Last year, myself, Brendy and Graham got fearfully excited about Straftat, a bountiful free 1v1 FPS with map designs calibrated to nostalgiafuck anybody who ever played Quake over an LAN or hoarded shareware CDs. Our fever burned all the hotter for knowing that Straftat is the work of them wot did Babbdi, the amazing Brutalist exploration game from 2022.
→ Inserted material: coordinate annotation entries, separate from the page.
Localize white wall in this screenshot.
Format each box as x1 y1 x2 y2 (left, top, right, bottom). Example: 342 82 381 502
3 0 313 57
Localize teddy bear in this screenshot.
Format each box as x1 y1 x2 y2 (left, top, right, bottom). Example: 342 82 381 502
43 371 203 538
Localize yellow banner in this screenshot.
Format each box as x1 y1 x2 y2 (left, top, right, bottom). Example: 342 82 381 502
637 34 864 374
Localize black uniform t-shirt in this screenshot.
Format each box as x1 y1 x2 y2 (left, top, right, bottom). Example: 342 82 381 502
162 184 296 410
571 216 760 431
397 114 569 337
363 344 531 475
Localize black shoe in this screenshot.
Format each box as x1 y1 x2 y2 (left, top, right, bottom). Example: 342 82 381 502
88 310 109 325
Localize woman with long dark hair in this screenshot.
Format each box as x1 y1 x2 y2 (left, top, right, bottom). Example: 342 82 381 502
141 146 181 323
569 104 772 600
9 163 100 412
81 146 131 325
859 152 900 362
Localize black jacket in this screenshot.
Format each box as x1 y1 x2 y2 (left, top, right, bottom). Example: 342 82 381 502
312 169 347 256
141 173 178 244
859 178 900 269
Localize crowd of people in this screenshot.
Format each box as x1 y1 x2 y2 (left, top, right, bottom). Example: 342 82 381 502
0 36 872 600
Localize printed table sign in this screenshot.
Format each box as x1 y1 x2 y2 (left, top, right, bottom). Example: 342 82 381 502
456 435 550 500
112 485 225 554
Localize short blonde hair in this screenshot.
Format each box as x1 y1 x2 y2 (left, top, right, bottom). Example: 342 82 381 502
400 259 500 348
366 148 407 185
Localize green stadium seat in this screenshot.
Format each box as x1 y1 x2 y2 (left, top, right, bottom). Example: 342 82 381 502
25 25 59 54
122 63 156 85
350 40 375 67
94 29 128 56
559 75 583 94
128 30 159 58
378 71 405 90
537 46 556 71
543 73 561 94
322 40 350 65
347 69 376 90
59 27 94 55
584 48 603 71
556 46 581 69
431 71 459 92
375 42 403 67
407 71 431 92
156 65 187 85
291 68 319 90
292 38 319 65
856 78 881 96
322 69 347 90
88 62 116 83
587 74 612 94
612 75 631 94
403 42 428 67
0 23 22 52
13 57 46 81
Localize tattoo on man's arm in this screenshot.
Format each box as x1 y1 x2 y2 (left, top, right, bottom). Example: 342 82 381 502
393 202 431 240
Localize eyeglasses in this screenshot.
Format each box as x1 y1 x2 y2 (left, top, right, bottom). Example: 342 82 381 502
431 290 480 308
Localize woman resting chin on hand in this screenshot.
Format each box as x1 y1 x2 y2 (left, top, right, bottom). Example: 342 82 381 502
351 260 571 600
Brendy and Graham have now left the Treehouse, alas, so there is nobody here to get excited with me about VHOLUME, a first-person parkour game from one of the Straftat developers. I am sitting alone in my room, sorrowfully punching the air, tears pooling around my ankles and threatening to short-circuit the PC. Just as well it’s a single player experience, I guess.
Image credit: IronEqual
VHOLUME is the work of Léonard Lemaitre, the aforesaid Straftat dev, plus Nathan Grange and Niels Tiercelin, who I’m not familiar with. It’s being published by IronEqual. The game casts you as Robert, a man galloping through “the derelict capital of Afro-Eurasia”, ruled by a tyrannical Ministry. He’s on a mission to restore his family’s revoked ration tickets. Quite what this has to do with parkour remains to be seen. It doesn’t look like there are any other humans in the setting.
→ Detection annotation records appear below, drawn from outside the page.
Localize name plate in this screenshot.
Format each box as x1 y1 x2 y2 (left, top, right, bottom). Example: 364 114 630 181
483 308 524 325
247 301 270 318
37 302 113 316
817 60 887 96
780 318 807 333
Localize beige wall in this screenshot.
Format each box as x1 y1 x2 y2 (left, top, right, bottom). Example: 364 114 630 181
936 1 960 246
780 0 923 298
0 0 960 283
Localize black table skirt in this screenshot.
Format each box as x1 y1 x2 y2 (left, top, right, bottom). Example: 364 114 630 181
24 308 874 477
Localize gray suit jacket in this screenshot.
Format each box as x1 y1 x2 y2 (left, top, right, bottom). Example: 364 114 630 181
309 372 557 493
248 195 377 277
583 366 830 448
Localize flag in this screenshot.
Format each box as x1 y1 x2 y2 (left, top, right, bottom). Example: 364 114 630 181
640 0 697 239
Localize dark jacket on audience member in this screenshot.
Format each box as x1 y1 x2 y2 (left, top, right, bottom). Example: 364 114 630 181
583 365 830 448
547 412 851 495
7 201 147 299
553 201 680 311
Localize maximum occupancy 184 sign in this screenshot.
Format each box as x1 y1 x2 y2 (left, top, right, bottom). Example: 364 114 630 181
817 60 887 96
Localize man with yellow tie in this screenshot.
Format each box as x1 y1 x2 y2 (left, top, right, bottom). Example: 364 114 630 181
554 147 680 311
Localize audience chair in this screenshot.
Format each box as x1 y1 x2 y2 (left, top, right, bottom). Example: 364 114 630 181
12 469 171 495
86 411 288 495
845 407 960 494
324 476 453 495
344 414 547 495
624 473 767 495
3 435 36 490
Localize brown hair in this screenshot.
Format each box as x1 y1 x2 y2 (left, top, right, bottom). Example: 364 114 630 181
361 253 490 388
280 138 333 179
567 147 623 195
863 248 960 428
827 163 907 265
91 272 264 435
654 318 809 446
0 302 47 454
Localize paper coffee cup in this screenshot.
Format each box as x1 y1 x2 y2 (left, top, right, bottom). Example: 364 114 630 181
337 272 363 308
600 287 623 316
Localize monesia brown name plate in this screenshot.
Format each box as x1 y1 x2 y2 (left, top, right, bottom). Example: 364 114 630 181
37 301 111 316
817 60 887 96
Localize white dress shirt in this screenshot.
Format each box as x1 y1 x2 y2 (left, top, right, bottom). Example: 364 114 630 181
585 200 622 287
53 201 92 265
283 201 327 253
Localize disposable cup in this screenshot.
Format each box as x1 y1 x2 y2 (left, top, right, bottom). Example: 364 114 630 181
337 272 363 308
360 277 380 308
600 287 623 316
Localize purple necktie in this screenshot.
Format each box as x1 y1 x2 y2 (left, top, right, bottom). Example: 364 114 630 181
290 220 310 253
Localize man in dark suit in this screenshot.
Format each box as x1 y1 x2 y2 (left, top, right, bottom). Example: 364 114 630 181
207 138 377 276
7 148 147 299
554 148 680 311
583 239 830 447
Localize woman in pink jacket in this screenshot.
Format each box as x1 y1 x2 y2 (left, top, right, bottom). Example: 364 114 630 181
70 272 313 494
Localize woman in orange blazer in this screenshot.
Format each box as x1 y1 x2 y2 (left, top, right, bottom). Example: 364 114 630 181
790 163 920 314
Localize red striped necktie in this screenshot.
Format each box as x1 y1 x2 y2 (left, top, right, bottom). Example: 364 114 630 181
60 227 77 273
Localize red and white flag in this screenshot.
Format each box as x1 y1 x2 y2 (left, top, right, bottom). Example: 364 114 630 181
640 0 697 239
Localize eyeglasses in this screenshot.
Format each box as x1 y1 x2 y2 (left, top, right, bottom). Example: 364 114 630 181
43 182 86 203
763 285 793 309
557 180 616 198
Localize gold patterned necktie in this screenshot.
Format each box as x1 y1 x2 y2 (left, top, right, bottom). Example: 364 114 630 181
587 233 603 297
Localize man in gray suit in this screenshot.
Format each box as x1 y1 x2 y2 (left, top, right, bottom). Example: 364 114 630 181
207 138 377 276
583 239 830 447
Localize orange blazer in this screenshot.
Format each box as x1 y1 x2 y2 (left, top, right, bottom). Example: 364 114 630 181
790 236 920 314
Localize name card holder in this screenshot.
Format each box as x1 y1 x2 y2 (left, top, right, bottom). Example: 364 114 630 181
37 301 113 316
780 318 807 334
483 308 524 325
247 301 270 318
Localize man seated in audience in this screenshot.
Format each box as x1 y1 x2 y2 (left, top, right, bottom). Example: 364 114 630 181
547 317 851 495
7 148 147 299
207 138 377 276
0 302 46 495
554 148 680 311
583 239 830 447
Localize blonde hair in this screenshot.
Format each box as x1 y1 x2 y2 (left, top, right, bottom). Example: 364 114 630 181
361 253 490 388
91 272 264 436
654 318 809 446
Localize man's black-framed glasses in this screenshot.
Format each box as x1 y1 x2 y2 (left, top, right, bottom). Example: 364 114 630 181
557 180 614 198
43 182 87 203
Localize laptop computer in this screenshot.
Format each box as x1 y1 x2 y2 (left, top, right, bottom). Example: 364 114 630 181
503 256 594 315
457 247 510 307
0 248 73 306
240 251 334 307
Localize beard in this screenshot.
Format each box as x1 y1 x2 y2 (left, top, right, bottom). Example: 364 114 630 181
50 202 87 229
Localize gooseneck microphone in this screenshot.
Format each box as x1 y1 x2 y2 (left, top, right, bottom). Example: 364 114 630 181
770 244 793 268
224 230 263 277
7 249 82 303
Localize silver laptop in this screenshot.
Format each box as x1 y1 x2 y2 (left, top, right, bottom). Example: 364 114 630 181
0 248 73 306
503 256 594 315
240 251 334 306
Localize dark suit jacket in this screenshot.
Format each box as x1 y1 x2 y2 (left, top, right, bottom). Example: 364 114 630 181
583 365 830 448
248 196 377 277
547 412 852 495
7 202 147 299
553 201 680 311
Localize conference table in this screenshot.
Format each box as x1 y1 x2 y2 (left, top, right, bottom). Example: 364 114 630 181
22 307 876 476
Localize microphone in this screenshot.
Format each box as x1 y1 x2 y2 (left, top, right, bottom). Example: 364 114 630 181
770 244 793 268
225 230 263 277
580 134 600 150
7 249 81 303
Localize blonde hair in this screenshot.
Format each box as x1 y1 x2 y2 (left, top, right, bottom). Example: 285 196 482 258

It’s another dystopian Brutalist world of canted slabs, yawning concrete turbines, and slit windows stacked in such a way as to inspire massive trypophobia. In some of the screens, it looks like there’s some liveable urban architecture. In others, it looks like a continuation of Straftat’s abstract level mash-up ethos, with blocks jutting from mist.
The tech is less 90s than that of Straftat or Babbdi, with softer, diffuse lighting and shadows. I’m not sure which aesthetic I prefer. VHOLUME is a handsome beast, but it’s sort of like they rubbed Straftat down with scented oils.
Expect “movement-centric gameplay where the player can jump, run, climb and slide with great freedom”. True princes of parkour “can exploit momentum, discover shortcuts, and break the labyrinthine design, making each run a test of skill and efficiency as they chase target times.”
There’s no release date yet, and no trailer, but you can find some gifs on the Steam page. I imagine Mirror’s Edge fans who can live without the radiance of that game’s City of Glass might enjoy this. As will people who relished last year’s Lorn’s Lure.